Raven’s Advanced Progressive Matrices (APM)
Fluid intelligence was measured using a shortened 20-item version (odd items + items 34 and 36) of set II of the APM (J. C. Raven, 1941). Participants had 20 minutes to solve as many items as possible. This 20-item version has shown excellent reliability as a shortened version of the APM as it is sufficient for participants to learn and apply the rules that govern APM items (Bui & Birney, 2014).
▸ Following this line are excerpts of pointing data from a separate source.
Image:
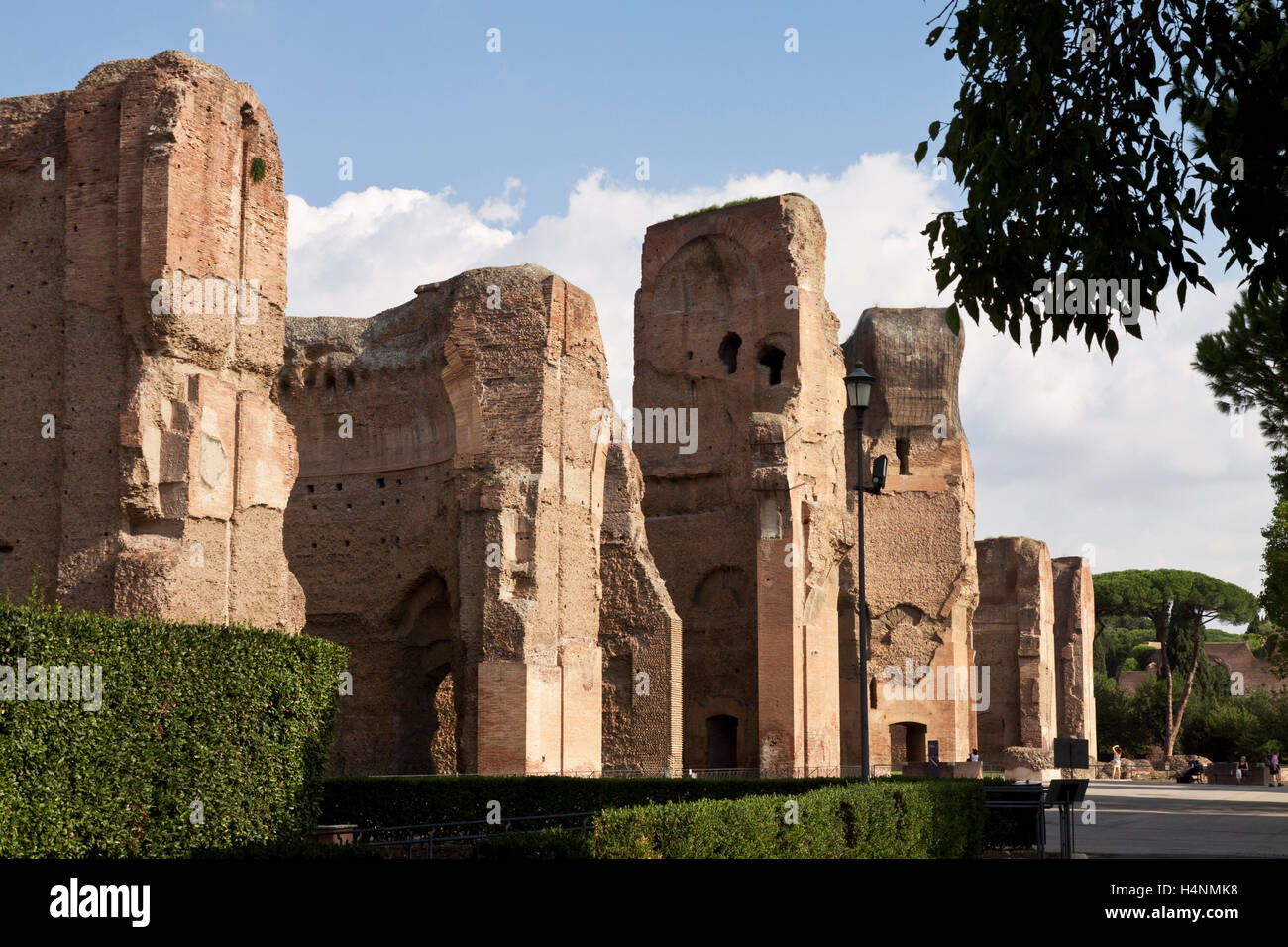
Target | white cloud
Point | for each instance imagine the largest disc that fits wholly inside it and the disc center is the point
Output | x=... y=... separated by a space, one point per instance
x=1129 y=458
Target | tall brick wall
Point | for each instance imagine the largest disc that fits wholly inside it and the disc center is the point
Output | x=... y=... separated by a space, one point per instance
x=1014 y=637
x=747 y=523
x=919 y=557
x=452 y=539
x=1074 y=633
x=147 y=463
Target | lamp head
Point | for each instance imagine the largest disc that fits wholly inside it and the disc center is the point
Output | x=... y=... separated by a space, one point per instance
x=858 y=386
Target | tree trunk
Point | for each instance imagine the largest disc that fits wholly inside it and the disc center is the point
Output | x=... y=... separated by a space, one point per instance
x=1189 y=685
x=1166 y=671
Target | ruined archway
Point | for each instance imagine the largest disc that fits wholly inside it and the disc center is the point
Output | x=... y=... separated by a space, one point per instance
x=907 y=742
x=425 y=723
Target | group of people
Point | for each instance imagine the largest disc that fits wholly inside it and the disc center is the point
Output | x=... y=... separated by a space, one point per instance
x=1196 y=770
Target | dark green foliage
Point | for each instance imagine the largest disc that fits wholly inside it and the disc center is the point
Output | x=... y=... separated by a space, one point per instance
x=550 y=843
x=237 y=719
x=928 y=818
x=1117 y=638
x=1274 y=596
x=1245 y=364
x=421 y=800
x=1128 y=720
x=1179 y=603
x=1070 y=162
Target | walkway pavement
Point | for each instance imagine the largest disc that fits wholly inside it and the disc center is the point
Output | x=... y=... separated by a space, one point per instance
x=1179 y=821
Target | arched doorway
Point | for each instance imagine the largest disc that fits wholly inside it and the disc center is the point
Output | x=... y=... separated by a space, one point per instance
x=721 y=741
x=907 y=742
x=424 y=707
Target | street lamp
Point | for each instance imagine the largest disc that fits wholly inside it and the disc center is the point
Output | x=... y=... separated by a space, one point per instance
x=858 y=389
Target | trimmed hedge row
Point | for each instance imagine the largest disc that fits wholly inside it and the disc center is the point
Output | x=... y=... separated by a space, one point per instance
x=941 y=818
x=403 y=800
x=932 y=818
x=235 y=719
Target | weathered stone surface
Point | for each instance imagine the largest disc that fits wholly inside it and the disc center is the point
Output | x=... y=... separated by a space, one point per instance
x=447 y=526
x=921 y=579
x=1021 y=763
x=1074 y=631
x=468 y=517
x=1014 y=637
x=747 y=523
x=146 y=462
x=639 y=631
x=1252 y=672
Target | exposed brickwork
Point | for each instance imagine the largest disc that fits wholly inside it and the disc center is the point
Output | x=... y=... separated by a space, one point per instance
x=454 y=535
x=146 y=463
x=921 y=581
x=748 y=526
x=1016 y=638
x=1074 y=631
x=464 y=519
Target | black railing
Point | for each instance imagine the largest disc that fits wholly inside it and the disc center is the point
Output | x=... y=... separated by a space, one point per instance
x=420 y=841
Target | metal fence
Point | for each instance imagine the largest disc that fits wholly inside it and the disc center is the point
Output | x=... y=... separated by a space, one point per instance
x=452 y=838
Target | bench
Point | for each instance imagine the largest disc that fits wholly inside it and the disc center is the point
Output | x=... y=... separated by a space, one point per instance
x=1223 y=775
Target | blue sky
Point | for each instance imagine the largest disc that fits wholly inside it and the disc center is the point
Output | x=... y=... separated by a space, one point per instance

Although a single task defines a construct such as fluid intelligence narrowly, this task was also chosen for its important surface and structural similarities to the LST. Both tasks employ a visuo-spatial matrix layout, and both are based on relational integration. The LST differs in that there is a single rule known to participants (the defining rule that only one of each type of shape can appear in each row and each column), while APM involves several unknown rules (Carpenter et al., 1990) that the participant must induce. In Chapter II, rule induction was identified as a defining characteristic of abstract reasoning tasks which set them apart from relational integration tasks such as the LST. However, APM elements are also generally more complex. Where the LST involves the same set of shapes (circle, triangle, square, cross) each time, APM elements are complex, with each element in a cell composed of multiple features. For instance, lines may, inter alia, be straight, wavy, dotted, and/or differ in orientation; shapes may, inter alia, differ in size, shading, numerosity, and/or form. Element complexity such as this is necessary to ensure the rules are being generalized across features. In the LST, changing the elements between items is unnecessary because the rules are given each time. Thus, although element complexity can be absolved into rule
induction, it is important to consider that the difference in complexity between the two tasks could contribute to additional discrepancy in their intercorrelation.